From the archive: a nation of gamblers, 1972

Gambling News

The Observer Magazine summed up the gambler’s fallacy – the belief that random past events have an effect on future outcomes – in its cover headline of 10 September 1972, the first part of an investigation into Britain’s gambling mania: ‘Tomorrow I’ll Win It All Back’.

‘Nine Britons out of 10 now gamble,’ revealed Des Wilson and Joe Steeples, ‘and those who don’t are frowningly referred to by sociologists as “deviant oddities”… the law has given up any attempt to ban it and is now satisfied if it can keep it under control.

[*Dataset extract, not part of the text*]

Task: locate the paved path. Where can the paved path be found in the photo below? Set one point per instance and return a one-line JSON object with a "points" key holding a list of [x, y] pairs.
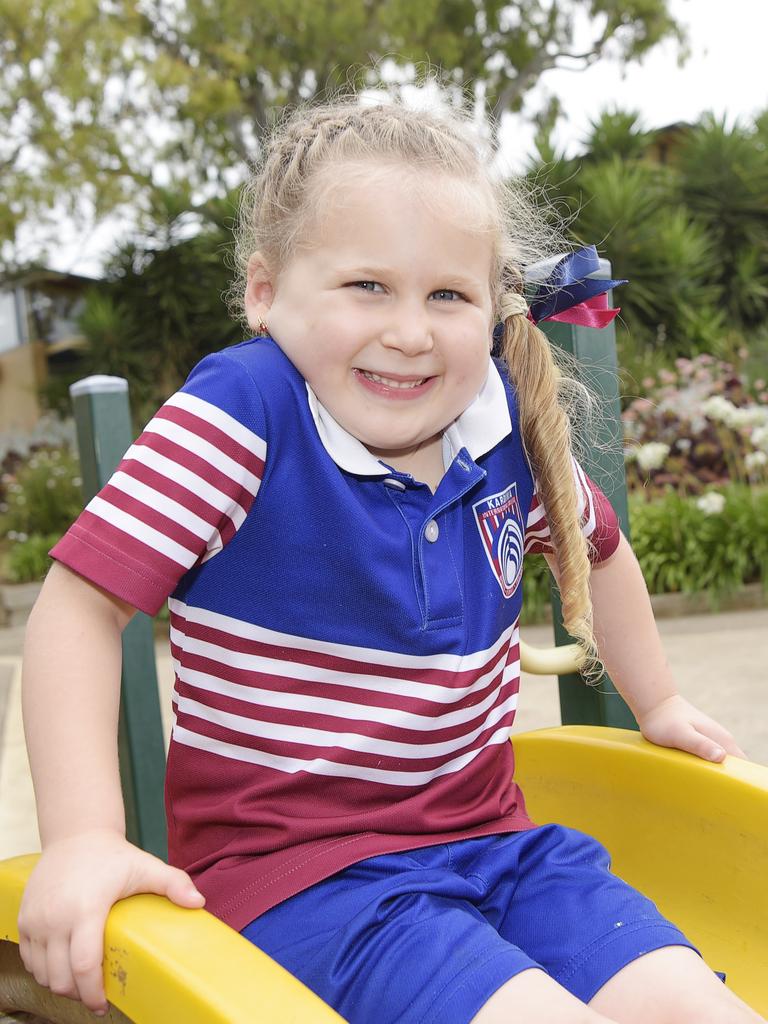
{"points": [[720, 660]]}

‘This year we in Britain are staking more than £2.1bn on the turn of a card, the fate of a horse, or the result of a football match – more than we invest in education or in hospitals and 2.5 times what we spend on bread and cereals.’

An astonishing 9 million people went to greyhound races. ‘An evening at the dogs can be fun,’ it was argued. ‘When the grandstand lights dim and the gaily dressed dogs are led on to the track, it is like a form of theatre.’

Gamblers Anonymous said there was evidence that ‘some gamblers subconsciously want to lose to punish themselves’. They even quoted Freud: ‘The fluttering movements of a card dealer’s hands, the thrust and withdrawal motions of the croupier’s rake, and the shaking of the dice box can all be identified with the sublimations of copulation or masturbation.’

These days, gambling has largely moved online and become ever more niche in what one can bet on, but one thing remains constant: ‘The gambling empires are being built upon the one inescapable truth in a business full of myths and theories: the profit in gambling is for the promoter, not the punter.’